I just realized that you're evaluating your points at the original input points when you're using a non-zero smoothing factor (s).
By definition, smoothing won't fit the data exactly. Try putting s=0 in instead.
As a quick example:
import matplotlib.pyplot as plt
import numpy as np
from scipy import interpolate
x = np.linspace(0, 6.*np.pi, num=100) #interval (0,6*pi) in 10'000 steps
A = 1.e-4 # Amplitude of sine function
y = A*np.sin(x)
fig, axes = plt.subplots(nrows=2)
for ax, s, title in zip(axes, [2, 0], ['With', 'Without']):
yinterp = interpolate.UnivariateSpline(x, y, s=s)(x)
ax.plot(x, yinterp, label='Interpolated')
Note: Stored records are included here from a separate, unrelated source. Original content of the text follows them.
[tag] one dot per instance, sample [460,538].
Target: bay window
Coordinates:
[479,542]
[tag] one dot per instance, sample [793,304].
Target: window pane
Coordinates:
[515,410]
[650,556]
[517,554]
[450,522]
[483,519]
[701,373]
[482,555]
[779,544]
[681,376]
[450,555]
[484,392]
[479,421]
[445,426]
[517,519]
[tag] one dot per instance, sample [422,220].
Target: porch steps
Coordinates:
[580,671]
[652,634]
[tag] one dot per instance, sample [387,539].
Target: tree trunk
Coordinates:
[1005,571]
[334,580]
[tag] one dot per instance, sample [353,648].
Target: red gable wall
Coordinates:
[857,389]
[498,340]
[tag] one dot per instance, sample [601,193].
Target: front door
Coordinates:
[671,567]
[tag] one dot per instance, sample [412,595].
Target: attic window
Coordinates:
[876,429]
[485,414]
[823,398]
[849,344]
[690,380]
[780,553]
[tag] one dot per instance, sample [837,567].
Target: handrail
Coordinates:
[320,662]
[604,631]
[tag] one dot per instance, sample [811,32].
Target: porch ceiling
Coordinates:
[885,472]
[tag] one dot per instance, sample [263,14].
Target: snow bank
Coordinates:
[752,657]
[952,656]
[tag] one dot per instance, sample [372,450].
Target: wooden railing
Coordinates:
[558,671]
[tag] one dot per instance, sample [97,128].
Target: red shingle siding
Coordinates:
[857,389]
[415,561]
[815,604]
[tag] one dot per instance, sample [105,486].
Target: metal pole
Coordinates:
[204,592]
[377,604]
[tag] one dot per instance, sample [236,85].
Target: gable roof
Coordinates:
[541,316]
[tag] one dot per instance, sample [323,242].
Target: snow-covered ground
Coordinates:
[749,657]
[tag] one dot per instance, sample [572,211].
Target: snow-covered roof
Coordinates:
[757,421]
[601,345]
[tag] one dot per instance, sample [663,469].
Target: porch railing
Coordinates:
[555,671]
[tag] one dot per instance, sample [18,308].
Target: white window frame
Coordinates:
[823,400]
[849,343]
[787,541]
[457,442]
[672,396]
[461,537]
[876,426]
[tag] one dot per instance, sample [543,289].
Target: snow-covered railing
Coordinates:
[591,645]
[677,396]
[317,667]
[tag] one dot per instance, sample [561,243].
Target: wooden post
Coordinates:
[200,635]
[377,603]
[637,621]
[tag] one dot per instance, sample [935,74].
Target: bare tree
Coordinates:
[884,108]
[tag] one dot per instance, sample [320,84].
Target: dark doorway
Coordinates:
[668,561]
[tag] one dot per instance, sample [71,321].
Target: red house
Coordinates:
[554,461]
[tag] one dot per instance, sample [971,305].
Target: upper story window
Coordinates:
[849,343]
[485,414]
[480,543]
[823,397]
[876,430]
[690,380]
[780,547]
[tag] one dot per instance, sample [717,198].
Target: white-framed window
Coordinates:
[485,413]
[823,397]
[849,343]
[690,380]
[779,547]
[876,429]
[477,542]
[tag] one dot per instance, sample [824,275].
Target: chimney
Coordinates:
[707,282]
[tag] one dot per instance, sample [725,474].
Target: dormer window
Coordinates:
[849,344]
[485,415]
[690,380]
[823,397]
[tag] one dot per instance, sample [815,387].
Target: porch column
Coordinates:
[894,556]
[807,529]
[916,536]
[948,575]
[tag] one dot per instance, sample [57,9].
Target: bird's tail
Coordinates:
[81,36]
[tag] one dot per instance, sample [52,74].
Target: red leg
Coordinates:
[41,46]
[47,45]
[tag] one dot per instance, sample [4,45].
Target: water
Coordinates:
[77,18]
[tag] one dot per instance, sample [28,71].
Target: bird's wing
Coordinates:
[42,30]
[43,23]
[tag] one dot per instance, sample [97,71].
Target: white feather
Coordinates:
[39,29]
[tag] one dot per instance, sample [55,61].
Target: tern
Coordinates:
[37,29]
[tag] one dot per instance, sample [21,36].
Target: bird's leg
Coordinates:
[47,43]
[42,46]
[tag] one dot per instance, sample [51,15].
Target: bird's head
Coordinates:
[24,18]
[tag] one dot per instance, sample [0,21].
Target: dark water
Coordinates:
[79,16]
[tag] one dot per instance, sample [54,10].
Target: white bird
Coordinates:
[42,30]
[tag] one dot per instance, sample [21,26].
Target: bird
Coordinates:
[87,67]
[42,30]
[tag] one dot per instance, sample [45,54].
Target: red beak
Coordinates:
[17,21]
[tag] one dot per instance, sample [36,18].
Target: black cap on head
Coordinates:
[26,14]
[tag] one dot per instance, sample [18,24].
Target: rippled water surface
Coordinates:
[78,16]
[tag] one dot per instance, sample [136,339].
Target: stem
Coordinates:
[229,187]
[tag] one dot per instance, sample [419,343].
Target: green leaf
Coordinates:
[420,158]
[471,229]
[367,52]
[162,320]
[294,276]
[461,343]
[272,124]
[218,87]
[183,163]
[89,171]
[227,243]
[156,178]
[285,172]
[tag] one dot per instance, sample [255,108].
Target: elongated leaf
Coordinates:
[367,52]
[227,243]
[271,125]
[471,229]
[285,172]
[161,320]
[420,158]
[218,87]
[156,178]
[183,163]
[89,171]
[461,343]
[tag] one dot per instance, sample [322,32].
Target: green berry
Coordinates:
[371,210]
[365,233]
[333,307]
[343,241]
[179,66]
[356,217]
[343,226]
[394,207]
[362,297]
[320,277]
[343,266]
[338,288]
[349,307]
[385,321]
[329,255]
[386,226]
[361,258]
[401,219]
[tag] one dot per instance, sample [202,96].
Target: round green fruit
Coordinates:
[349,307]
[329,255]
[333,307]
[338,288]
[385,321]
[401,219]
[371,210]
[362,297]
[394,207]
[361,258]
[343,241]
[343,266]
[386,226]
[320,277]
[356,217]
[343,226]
ax.plot(x, y, 'bo',label='Original')
ax.legend()
ax.set_title(title + ' Smoothing')
plt.show()
The reason that you're only clearly seeing the effects of smoothing with a low amplitude is due to the way the smoothing factor is defined. See the documentation for scipy.interpolate.UnivariateSpline for more details.
Even with a higher amplitude, the interpolated data won't match the original data if you use smoothing.
For example, if we just change the amplitude (A) to 1.0 in the code example above, we'll still see the effects of smoothing...
The problem is in choosing suitable values for the s parameter. Its values depend on the scaling of the data.
Reading the documentation carefully, one can deduce that the parameter should be chosen around s = len(y) * np.var(y), i.e. # of data points * variance. Taking for example s = 0.05 * len(y) * np.var(y) gives a smoothing spline that does not depend on the scaling of the data or the number of data points.
EDIT: sensible values for s depend of course also on the noise level in the data. The docs seem to recommend choosing s in the range (m - sqrt(2*m)) * std**2 <= s <= (m + sqrt(2*m)) * std**2 where std is the standard deviation associated with the "noise" you want to smooth over.